"İçtihat Metni"
MAHKEMESİ :Asliye Hukuk Mahkemesi
SAYISI : 2019/87 Esas, 2022/127 Karar
KARAR : Kabul
Taraflar arasındaki müdahalenin önlenmesi istemli davada verilen karar hakkında yapılan temyiz incelemesi sonucunda, Dairece Mahkeme kararının bozulmasına karar verilmiştir.
Mahkemece bozmaya uyularak yeniden yapılan yargılama sonucunda; davanın kabulüne karar verilmiştir.

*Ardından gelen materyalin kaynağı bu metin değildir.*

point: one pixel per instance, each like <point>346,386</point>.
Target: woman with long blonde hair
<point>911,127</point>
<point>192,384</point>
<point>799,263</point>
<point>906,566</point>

Mahkeme kararı davalı idare vekilince temyiz edilmekle; kesinlik süre, temyiz şartı ve diğer usul eksiklikleri yönünden yapılan ön inceleme sonucunda, temyiz dilekçelerinin kabulüne karar verildikten ve Tetkik Hâkimi tarafından hazırlanan rapor dinlendikten sonra dosyadaki belgeler incelenip gereği düşünüldü:
I. DAVA
Davacı vekili dava dilekçesinde; Aydın ili, ... ilçesi, ..., Atanaj Deresi 5280 m² alanlı 141 ada 16 parsel sayılı taşınmaz ile Aydın ili, ... ilçesi, ... Atanaj Deresi 5280 m² alanlı 141 ada 17 parsel sayılı taşınmazlardan enerji nakil hattı geçirmek suretiyle el atıldığını, taşınmazlara el atmanın önlenmesini ve 2 elektrik direğinin enerji hatları ile birlikte sınır uçlarına yol güzergahına alınarak kaldırılmasını talep etmiştir.
II. CEVAP
Davalı idare vekili cevap dilekçesinde; davaya konu taşınmazlar hakkında kamulaştırma kararı alındığını ve tapu kaydına şerh konulduğunu bu hatlara olan ihtiyacın devam ettiğini, bu nedenle bedeli ödenerek davalı idare adına irtifak tesciline karar verilmesi gerektiğini beyan etmiştir.
III. MAHKEME KARARI
Mahkemenin 31.05.2016 tarihli ve 2013/178 Esas, 2016/264 Karar sayılı kararı ile davanın el atmanın önlenmesi talebi yönünden reddine kamulaştırmasız el atma nedeniyle tazminat talebinin kabulü ile bedelin davalı idareden tahsiline karar verilmiştir.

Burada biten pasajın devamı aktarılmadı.